Two key trade associations, the American Chemistry Council and The Chlorine Institute, said in statements this week that they continue to believe asbestos is used safely in the chlorine industry.
Michal Freedoff, the official in charge of chemical regulation at EPA, told ProPublica she could not comment on the final rule-making process but said the agency would not be backing down on the science.
The agency has already extended the original deadlines for evaluating and regulating asbestos. The evaluation was supposed to be complete three years after it started in 2016, and the regulations should have been finalized within two years after that. Lawmakers and public health advocates worry, given the chemical industry’s influence, that there will be even further delays or a new ban will be held up in court. (In response, the EPA pointed out that despite an increased workload, its budget for chemical regulation has remained flat for six years. It also said the Trump administration missed deadlines for nine out of the first 10 chemicals, including asbestos, that were to be regulated under the new 2016 law.)
Organizations like the Environmental Defense Fund are calling for the EPA to expedite its ban, especially given the findings in the ProPublica investigation. The “reporting underscores the need to take action to ban chrysotile asbestos, particularly to protect workers,” said Maria Doa, senior director of chemicals policy at the Environmental Defense Fund. “Given the strong, well-established science on the unreasonable risks posed by chrysotile asbestos, we reiterate our call for EPA to expedite its final decision to ban chrysotile asbestos and to require rapid implementation of the ban.”
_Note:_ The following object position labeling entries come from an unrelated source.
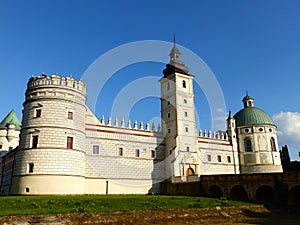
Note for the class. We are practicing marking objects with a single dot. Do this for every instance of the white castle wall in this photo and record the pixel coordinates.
(216, 156)
(127, 173)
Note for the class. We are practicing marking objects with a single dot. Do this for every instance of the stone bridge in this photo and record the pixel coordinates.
(275, 188)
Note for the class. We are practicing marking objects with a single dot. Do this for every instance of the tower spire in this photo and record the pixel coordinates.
(175, 63)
Merkley and Bonamici, along with the Asbestos Disease Awareness Organization, are instead pushing Congress to write a ban into law, which would accelerate the process and make it harder for the industry to overturn it in court. The bill would ban all six known types of asbestos, whereas the EPA rule would only ban the one type primarily used in the U.S.
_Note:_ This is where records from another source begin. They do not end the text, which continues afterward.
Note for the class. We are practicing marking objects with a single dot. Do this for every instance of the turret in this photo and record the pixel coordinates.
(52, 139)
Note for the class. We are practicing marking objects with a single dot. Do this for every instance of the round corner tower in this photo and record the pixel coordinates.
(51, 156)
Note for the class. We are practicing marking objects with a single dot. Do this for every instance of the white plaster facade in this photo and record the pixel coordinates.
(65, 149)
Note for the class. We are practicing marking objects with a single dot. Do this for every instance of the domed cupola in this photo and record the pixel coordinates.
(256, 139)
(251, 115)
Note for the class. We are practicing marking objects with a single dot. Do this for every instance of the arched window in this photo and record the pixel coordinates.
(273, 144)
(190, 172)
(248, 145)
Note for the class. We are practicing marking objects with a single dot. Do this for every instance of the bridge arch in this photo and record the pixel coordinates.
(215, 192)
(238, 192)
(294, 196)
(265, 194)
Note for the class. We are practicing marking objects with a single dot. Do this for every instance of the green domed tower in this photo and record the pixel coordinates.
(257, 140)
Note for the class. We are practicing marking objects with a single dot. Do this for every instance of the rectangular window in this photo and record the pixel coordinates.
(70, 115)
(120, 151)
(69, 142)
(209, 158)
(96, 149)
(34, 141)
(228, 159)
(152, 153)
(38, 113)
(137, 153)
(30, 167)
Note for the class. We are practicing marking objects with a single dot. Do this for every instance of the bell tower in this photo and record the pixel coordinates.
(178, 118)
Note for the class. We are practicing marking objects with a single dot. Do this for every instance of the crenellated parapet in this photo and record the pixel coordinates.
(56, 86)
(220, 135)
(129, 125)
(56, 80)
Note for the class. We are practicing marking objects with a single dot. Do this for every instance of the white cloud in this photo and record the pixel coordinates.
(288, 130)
ProPublica reached out to Sen. Tom Carper, D-Del., and Rep. Frank Pallone, D-N.J., the chairs of the committees where the bill was filed. Carper said he remains “committed to working with our colleagues on both sides of the aisle, as well as advocates and industry stakeholders” on the proposal. Pallone, however, said he believed the EPA will act on asbestos. “I’m confident the Biden Administration takes this public health threat as seriously as I do, and look forward to continuing to work with them to get asbestos banned once and for all,” he said in a statement. The minority leaders of the committees, Sen. Shelley Moore Capito, R-W.Va., and Rep. Cathy McMorris Rodgers, R-Wash., did not respond to questions or provide comment on the conditions at the Niagara Falls plant.